Another time, I made a snide remark during a movie. I think I called it “boring.” (It was boring.) She sent me out in the locker-lined hallway with a dictionary. Instead of watching the movie, I had to copy out, longhand, an entire page of the dictionary. You could find the definition of the word scorn on this page. She ordered me to pay especial attention to the derived form, scornful. I can still feel that cold, metal locker jutting into my lower back as I sat on the tiled floor, taking my lexical lumps.

Other words got me in trouble, too. One out-of-uniform day, I wore a t-shirt I got at a Crazy Shirts one family trip to San Francisco. It was brandishing some kind of beer or tequila with the slogan: “Warms the gut, burns the butt.” The Lord didn’t approve. I don’t why my parents approved the purchase – or me wearing it to school.

But I learned a lot in her class for all the headaches I caused. (Hey, I still earned my A’s). I read my first real long book: Watership Down. I wrote my first genuinely creative essay; she praised the colloquial color “C’mon” added to my dialogue in it. And I read my first Shakespeare.

It was an adapted text of Julius Caesar with a pink and white cover. A few student volunteers passed them out to the class, our desks arranged face-to-face in two long columns this quarter.

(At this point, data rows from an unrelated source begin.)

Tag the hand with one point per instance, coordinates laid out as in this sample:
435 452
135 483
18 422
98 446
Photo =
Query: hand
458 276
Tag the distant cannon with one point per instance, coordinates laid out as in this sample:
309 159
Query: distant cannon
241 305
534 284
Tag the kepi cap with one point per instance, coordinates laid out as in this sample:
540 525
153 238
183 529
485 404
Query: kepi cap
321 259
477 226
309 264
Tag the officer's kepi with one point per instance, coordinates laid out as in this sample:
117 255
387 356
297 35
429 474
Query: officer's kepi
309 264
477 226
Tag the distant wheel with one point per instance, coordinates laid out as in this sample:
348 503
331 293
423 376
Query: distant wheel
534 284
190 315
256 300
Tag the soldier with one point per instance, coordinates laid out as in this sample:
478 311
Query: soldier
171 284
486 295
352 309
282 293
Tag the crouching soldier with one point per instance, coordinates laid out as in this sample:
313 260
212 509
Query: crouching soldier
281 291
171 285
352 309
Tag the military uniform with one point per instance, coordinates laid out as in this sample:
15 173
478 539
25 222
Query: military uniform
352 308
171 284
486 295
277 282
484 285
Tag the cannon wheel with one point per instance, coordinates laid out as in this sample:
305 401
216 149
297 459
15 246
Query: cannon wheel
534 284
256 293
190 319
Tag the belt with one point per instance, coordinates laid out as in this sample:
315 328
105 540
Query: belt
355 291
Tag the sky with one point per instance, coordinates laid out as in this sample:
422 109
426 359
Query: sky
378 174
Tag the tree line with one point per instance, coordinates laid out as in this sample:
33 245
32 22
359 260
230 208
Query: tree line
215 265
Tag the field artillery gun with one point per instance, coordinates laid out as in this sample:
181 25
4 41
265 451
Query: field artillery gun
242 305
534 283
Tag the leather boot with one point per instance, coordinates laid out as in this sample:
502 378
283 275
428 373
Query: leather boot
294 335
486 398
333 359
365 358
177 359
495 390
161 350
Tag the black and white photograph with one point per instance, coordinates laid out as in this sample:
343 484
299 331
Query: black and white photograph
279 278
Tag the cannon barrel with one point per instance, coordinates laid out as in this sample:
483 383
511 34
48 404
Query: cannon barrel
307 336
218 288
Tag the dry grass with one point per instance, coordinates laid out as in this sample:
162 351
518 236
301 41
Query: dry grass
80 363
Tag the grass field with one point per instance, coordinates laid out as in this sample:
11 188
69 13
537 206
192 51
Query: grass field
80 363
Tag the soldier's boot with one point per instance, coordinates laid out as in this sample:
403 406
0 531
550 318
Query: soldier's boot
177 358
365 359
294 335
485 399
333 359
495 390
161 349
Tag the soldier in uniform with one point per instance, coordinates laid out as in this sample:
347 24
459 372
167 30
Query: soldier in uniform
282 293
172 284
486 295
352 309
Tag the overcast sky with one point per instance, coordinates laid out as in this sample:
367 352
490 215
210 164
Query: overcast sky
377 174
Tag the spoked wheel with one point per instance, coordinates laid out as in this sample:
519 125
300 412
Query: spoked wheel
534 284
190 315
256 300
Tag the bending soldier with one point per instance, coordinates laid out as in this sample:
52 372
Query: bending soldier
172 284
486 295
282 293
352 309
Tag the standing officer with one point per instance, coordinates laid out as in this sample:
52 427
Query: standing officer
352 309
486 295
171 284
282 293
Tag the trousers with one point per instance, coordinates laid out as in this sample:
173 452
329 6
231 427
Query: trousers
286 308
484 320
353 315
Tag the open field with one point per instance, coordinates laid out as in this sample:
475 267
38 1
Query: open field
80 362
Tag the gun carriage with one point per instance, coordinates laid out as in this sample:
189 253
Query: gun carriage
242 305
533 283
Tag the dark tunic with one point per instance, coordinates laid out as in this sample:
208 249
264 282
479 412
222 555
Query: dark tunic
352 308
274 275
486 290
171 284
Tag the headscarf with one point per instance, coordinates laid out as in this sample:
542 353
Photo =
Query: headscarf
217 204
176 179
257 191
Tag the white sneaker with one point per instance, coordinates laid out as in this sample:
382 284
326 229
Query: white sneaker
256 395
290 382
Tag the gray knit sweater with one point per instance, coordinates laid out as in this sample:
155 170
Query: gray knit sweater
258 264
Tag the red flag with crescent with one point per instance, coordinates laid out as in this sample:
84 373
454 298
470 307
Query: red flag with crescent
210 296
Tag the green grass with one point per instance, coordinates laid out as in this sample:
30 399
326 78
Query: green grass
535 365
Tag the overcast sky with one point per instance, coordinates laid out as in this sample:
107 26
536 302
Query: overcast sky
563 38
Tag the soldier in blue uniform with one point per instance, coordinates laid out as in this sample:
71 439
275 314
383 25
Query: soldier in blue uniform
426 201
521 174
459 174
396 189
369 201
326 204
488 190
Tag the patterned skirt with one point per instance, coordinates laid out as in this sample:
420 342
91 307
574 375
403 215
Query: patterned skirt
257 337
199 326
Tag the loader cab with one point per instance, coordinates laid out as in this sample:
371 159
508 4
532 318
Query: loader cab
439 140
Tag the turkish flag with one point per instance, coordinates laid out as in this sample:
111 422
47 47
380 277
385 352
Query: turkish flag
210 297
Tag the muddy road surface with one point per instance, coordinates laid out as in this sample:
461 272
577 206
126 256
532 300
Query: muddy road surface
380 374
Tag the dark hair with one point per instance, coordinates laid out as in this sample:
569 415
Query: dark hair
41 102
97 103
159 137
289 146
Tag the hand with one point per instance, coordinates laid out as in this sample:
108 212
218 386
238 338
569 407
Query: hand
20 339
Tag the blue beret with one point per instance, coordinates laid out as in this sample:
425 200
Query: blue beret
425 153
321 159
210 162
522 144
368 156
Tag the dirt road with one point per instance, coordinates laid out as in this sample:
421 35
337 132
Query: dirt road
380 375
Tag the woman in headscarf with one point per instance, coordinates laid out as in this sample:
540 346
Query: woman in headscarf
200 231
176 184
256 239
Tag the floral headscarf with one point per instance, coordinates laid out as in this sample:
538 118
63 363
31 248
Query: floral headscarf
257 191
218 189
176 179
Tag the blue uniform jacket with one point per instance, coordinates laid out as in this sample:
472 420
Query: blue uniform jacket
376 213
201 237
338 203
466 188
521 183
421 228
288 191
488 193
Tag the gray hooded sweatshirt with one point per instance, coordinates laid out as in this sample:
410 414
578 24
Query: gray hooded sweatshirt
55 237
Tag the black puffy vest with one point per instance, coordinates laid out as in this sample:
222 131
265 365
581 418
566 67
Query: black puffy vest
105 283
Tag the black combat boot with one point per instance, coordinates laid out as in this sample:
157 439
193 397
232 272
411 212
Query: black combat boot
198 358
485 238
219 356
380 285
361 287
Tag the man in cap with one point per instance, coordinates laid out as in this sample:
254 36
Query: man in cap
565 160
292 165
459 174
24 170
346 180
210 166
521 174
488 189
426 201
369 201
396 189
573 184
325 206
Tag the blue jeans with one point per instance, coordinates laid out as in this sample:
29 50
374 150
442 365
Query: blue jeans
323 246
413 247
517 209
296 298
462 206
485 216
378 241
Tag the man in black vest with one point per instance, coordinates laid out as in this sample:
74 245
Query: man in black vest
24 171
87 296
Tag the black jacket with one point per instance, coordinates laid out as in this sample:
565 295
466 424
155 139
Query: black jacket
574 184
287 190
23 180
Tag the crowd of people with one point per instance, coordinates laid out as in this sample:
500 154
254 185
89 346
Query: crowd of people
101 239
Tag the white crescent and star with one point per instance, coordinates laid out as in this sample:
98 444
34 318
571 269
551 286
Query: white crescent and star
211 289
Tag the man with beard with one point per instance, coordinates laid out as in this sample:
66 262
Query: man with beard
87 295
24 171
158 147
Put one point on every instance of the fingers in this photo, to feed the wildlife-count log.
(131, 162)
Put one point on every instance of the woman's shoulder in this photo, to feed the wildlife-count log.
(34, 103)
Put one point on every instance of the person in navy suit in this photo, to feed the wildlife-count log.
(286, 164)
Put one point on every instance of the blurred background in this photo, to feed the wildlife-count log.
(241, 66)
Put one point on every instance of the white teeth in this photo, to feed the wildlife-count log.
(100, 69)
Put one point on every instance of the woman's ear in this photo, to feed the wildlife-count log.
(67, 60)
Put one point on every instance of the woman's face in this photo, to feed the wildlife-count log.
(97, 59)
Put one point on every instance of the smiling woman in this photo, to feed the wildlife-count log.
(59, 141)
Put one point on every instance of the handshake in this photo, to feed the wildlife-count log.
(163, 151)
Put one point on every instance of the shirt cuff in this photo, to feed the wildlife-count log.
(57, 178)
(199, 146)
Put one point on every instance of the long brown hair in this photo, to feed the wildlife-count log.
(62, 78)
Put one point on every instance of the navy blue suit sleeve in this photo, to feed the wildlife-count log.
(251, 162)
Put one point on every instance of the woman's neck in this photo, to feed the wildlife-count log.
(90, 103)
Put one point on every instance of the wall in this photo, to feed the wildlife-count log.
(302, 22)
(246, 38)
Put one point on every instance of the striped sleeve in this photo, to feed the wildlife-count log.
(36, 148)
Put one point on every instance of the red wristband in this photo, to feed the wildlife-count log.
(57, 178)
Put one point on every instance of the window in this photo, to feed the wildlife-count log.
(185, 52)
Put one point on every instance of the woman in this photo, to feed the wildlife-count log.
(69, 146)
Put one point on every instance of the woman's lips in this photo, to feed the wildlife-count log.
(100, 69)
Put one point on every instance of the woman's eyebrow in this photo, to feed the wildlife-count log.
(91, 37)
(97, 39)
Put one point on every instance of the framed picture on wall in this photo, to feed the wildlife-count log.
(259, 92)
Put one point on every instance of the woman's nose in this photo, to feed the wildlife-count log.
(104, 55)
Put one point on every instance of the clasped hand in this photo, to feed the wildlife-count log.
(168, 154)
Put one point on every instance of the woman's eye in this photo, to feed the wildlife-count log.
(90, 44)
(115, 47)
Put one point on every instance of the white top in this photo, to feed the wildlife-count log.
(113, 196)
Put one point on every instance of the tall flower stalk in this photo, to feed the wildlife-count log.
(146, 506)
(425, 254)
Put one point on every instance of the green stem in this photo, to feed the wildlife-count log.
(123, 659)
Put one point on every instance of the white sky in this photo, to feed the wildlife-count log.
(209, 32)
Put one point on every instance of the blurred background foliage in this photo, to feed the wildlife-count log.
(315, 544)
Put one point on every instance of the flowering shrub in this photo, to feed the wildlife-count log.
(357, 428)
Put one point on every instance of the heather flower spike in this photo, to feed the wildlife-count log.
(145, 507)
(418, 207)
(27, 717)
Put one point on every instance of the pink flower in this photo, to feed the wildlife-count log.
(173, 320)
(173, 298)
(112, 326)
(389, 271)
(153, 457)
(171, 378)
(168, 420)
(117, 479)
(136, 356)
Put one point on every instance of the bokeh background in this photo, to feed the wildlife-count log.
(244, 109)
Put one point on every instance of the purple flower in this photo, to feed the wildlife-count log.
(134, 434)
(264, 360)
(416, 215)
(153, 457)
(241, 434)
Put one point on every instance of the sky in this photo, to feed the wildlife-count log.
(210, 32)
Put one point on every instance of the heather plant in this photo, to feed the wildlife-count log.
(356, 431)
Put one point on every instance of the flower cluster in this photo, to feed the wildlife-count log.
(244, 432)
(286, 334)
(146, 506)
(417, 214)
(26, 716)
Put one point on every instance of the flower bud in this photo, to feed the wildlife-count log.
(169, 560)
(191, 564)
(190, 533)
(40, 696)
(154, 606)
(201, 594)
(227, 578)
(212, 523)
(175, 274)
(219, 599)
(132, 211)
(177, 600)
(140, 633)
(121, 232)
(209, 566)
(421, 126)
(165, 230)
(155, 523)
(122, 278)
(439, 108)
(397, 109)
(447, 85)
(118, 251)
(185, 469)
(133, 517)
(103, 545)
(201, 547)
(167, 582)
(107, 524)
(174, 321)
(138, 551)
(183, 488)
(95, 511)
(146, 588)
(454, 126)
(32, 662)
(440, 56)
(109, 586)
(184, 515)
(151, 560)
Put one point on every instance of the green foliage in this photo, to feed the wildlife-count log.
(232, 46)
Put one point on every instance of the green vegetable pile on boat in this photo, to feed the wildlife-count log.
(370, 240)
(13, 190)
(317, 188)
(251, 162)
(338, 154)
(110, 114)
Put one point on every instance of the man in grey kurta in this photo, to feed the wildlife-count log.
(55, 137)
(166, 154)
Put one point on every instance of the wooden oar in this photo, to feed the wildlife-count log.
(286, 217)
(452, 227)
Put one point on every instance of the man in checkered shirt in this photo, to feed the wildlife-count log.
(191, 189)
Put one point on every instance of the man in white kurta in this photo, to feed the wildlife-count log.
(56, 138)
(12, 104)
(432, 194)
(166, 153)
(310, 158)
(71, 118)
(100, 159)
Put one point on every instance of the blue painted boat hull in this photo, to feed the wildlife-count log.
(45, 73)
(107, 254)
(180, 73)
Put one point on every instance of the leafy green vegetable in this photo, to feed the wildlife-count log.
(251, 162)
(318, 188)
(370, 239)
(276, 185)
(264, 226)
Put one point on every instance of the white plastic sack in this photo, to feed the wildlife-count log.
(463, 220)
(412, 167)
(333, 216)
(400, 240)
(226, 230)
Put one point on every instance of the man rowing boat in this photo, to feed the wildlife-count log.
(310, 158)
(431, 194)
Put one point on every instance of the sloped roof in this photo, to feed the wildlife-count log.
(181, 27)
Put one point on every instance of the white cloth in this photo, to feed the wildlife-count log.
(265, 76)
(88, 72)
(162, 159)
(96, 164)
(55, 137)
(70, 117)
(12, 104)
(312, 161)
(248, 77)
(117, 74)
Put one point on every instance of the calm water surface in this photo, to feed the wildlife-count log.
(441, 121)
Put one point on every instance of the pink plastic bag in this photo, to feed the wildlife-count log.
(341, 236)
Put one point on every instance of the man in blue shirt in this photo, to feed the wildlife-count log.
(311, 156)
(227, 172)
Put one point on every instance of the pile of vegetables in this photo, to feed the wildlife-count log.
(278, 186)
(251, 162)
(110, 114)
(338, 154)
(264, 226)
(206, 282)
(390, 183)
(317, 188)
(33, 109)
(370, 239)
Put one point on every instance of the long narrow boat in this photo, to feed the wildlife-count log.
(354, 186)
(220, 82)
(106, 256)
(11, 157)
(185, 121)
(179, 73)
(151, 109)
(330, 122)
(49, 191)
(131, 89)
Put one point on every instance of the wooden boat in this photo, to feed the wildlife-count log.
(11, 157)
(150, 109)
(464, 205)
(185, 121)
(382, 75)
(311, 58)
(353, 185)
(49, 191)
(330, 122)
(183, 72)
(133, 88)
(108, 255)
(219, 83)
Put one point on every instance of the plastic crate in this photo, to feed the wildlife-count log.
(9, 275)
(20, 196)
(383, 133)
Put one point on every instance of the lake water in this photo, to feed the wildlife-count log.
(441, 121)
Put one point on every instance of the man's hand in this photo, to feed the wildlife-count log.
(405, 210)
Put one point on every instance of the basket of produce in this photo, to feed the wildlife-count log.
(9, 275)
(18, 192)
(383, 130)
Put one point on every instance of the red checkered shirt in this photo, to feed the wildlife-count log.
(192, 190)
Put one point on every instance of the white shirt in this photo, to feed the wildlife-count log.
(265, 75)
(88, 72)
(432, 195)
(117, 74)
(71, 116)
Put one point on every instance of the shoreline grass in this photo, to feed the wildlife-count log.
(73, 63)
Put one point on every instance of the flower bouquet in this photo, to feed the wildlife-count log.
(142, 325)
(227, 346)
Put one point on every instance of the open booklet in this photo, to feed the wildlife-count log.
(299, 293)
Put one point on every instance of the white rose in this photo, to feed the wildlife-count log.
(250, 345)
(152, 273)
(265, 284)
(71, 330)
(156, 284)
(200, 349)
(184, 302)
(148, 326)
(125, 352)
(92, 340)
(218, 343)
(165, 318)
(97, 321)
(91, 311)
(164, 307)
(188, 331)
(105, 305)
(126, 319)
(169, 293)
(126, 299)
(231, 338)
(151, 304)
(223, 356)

We cracked them open and started reading aloud.

If you’ve read the play, you might remember it opens with two tribunes admonishing some tradesman, a carpenter and a cobbler, for rushing off to Caesar’s triumphal parade. They exchange some witty words and sharp barbs:

MURELLUS. But what trade are thou? Answer me directly.

COBBLER. A trade, sir, that I hope I may use with a safe conscience, which is indeed, sir, a mender of bad soles. (1.1.12-14)

At this point, however it was precisely rendered in our adapted text, Mrs. Wagner laughed. She was the only one who laughed. She was the only one who got the joke. Most of us had just learned what a cobbler was.

Mrs. Wagner didn’t stop to explain the joke. She just let it hang there as we kept reading. But her laughter was the clue that there were deeper meanings at work in words – and an invitation for us to solve their secrets.

Mrs. Wagner was a witch in her own way, I suppose. She knew how to cast the spell of literature. And I’ve been under it ever since.

I never did learn what happened with her son, though.